Firstly we entered the dark eery chapels, the Oratorio di Santa Caterina della Notte, where followers of Catherine of Siena and other medieval confraternities worshipped. We could imagine someone stepping out from the shadows – a wonderful location for the telling of ghost stories. We entered the treasury area which seemed to be empty. We followed the lit ancient brick passages and suddenly came across golden objects displayed in cases seemingly suspended in mid air around different corners. What a wonderful way to build intrigue into a museum wander. One gold and glass reliquery held a nail from the crucifixion. As not a lot was made of this, can we assume that thoughts have been given up of it being genuine?
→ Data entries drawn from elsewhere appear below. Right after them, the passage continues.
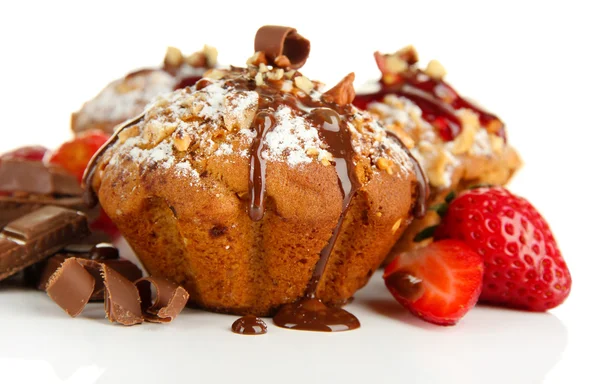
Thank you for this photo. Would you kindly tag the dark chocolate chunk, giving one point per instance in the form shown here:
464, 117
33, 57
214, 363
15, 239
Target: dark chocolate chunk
74, 282
38, 235
13, 207
249, 325
169, 301
277, 41
71, 287
18, 175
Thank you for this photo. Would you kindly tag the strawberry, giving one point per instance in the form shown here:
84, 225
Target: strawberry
33, 153
523, 265
439, 283
74, 155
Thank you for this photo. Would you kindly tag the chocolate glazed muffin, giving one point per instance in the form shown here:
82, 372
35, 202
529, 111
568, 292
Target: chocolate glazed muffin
253, 188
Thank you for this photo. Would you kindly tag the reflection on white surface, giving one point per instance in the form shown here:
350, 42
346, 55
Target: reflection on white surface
199, 346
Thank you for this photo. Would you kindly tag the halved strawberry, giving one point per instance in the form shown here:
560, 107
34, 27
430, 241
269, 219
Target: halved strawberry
439, 283
74, 155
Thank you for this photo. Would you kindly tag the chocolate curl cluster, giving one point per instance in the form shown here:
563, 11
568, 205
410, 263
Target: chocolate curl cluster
125, 302
283, 47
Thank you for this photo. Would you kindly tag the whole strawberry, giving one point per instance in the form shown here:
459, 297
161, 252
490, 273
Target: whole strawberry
523, 265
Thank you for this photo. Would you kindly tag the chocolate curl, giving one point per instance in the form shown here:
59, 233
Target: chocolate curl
71, 287
283, 46
343, 93
73, 284
169, 301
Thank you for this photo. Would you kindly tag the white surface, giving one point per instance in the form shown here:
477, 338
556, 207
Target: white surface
534, 65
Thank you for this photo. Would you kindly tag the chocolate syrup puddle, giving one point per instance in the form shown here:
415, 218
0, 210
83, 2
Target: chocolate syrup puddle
437, 100
249, 325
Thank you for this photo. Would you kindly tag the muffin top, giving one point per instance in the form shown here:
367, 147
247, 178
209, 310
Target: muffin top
264, 114
126, 97
451, 137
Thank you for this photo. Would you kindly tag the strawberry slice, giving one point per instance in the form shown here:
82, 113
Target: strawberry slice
74, 155
32, 153
439, 283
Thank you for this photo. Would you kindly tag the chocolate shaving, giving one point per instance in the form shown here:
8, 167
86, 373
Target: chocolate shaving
18, 175
74, 282
71, 287
37, 235
343, 92
277, 41
169, 301
77, 280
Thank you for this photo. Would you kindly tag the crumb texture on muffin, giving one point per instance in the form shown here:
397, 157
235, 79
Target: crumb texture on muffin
176, 183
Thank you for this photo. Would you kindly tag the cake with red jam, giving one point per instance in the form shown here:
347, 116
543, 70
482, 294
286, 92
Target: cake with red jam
457, 143
256, 187
126, 97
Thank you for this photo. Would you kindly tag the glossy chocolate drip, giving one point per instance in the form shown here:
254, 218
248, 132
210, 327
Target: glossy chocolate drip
249, 325
89, 195
313, 315
420, 208
438, 101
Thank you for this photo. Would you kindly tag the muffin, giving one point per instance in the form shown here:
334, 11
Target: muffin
457, 143
126, 97
237, 187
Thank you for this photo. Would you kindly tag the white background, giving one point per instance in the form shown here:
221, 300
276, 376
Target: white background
535, 64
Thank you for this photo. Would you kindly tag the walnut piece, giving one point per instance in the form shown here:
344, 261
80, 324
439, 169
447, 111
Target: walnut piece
304, 84
435, 70
211, 54
343, 93
173, 58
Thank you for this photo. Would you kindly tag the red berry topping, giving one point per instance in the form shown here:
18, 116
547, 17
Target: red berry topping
439, 283
32, 153
74, 155
523, 265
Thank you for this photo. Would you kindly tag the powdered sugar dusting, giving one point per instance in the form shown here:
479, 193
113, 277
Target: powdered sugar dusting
291, 138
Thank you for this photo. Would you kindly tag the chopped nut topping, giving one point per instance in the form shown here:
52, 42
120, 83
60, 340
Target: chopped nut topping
211, 54
257, 59
173, 57
304, 84
259, 79
435, 70
408, 54
343, 93
128, 133
196, 60
384, 164
214, 74
181, 141
395, 64
282, 61
276, 74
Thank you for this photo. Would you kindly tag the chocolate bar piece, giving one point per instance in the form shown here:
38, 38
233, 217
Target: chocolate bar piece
18, 175
104, 253
72, 285
37, 235
13, 207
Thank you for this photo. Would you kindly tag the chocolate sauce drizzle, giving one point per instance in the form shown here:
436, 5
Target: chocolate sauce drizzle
437, 100
249, 325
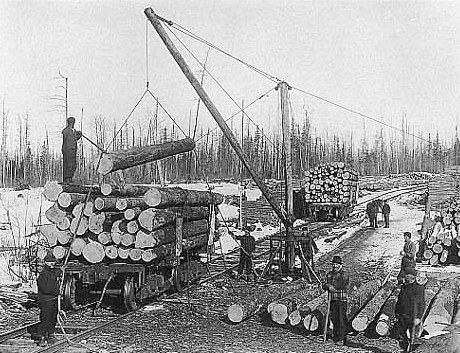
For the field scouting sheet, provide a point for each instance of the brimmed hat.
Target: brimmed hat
(49, 257)
(337, 260)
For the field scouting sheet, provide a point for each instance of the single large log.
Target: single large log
(93, 252)
(82, 189)
(152, 218)
(51, 190)
(81, 223)
(167, 197)
(259, 298)
(77, 246)
(359, 297)
(386, 316)
(51, 233)
(122, 159)
(314, 313)
(168, 234)
(442, 308)
(281, 309)
(370, 311)
(54, 214)
(448, 342)
(96, 223)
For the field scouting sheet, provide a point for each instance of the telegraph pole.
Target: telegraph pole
(283, 87)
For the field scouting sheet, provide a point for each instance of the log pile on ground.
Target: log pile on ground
(442, 242)
(133, 223)
(13, 299)
(331, 183)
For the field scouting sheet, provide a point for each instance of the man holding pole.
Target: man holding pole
(337, 283)
(70, 136)
(409, 309)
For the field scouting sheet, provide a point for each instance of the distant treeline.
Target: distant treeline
(214, 158)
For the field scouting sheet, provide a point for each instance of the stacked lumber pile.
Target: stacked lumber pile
(13, 299)
(442, 243)
(136, 223)
(331, 183)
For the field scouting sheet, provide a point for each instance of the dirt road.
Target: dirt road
(201, 327)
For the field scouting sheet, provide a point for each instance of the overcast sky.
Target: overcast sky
(381, 58)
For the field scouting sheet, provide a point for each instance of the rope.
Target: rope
(273, 78)
(185, 31)
(221, 86)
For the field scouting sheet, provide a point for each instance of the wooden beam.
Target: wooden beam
(212, 109)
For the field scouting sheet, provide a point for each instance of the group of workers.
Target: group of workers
(409, 307)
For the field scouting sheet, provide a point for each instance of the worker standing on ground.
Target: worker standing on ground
(408, 256)
(247, 247)
(48, 291)
(409, 309)
(309, 249)
(70, 136)
(371, 211)
(386, 213)
(337, 283)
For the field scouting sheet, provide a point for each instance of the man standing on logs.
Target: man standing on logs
(247, 247)
(408, 257)
(409, 310)
(386, 213)
(48, 291)
(337, 283)
(70, 136)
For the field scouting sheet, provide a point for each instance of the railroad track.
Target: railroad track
(81, 325)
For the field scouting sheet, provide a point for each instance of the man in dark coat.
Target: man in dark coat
(337, 283)
(70, 136)
(48, 291)
(309, 249)
(371, 210)
(408, 256)
(247, 247)
(386, 213)
(409, 309)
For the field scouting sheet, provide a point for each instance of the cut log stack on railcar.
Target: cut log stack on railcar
(331, 191)
(132, 241)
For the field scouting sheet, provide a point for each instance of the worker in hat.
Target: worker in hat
(409, 309)
(337, 283)
(408, 256)
(70, 136)
(48, 291)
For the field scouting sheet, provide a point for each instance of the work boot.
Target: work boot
(52, 339)
(42, 342)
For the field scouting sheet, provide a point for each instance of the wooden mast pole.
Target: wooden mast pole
(286, 124)
(154, 20)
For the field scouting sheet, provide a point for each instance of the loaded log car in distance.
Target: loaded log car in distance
(330, 191)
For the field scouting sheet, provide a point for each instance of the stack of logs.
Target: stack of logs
(130, 223)
(442, 243)
(331, 183)
(371, 307)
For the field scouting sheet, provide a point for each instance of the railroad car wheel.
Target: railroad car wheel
(70, 289)
(129, 294)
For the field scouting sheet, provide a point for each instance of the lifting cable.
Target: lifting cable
(221, 86)
(273, 78)
(185, 31)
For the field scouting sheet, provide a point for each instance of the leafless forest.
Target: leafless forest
(214, 158)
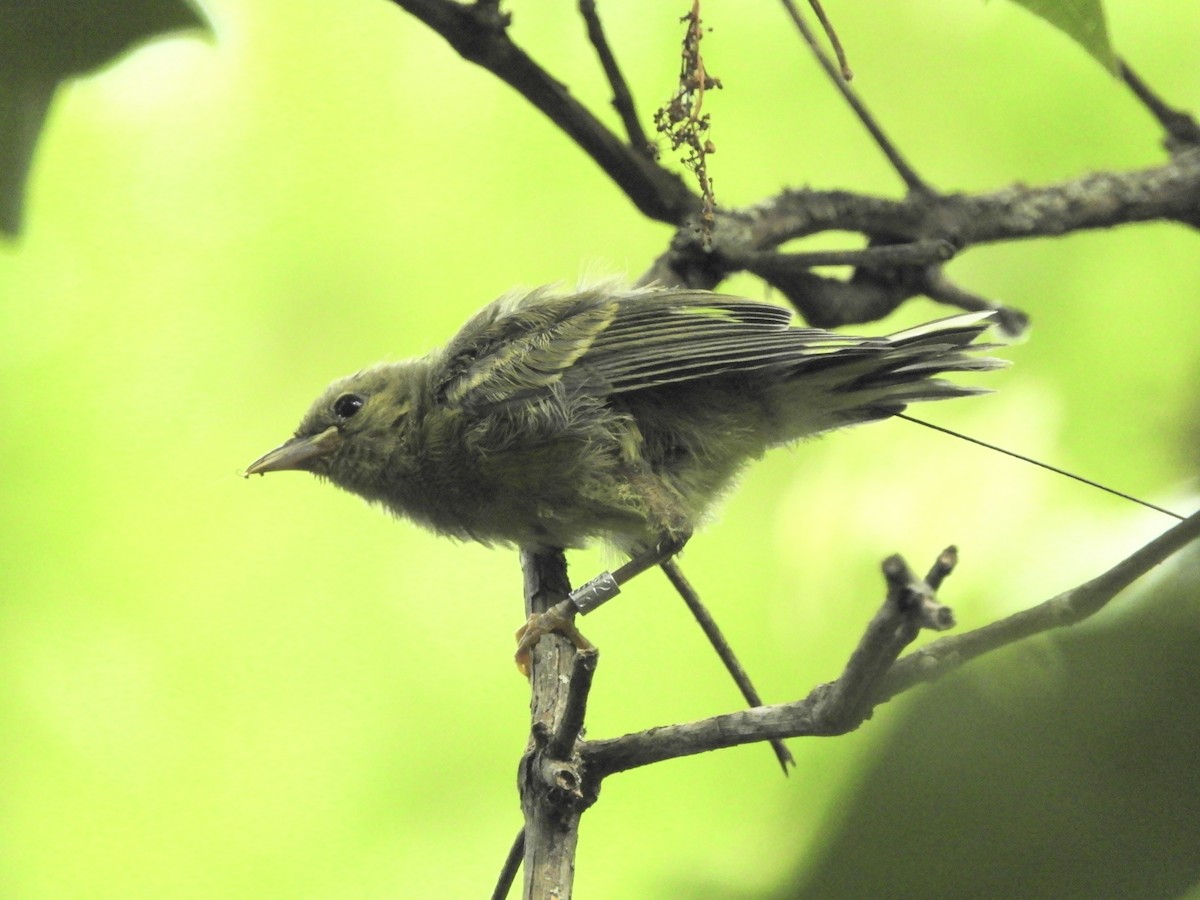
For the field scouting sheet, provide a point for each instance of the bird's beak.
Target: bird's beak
(297, 454)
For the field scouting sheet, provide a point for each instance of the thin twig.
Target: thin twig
(1182, 130)
(832, 709)
(832, 34)
(912, 180)
(1066, 609)
(724, 651)
(622, 97)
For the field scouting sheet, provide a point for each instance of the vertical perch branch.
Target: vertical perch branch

The intrigue wasn’t over yet. We descended an unlabelled flight of stairs to the level below (second level below ground) and found ourselves in an unfinished area of rooms and passages deep in these extensive brick and earth cellars. Empty display cases, incomplete info panels, dust sheets and tools spread around. There was no rope across and no staff or signage to indicate the right way to go, but it was all so beautifully lit and enticing and surely we would eventually find where we were supposed to be. Nothing stopped us so we kept exploring these wonderful tunnels and chambers reaching cavelike right into the earth itself, staircases cut short half way up walls, blind alleys and steps up and down. All the time with the exquisite emotion of doing something illicit. There was a frisson of fear that suddenly the lights would be switched off and we would be left in total darkness in this maze so deep underground. A chill shiver up ran up my spine when I realised that one earth wall contained layers of bones – the original charnel house of the old hospital. What had started out as a lack lustre visit to yet another museum had turned into a unique subterranean stroll of discovery.
After many twists and turns we did find the open part of the archaeological museum with its wonderfully displayed and lit ancient etruscan, hellenic and roman artifacts. We only saw one other visitor and one warden on this whole vast level. We saw that the warden had a bank of screens behind her desk… we had been on camera the whole time!
It was an unforgettable end to our sojourn in Siena, and in keeping with the rest of our stay, was followed up with a late lunch.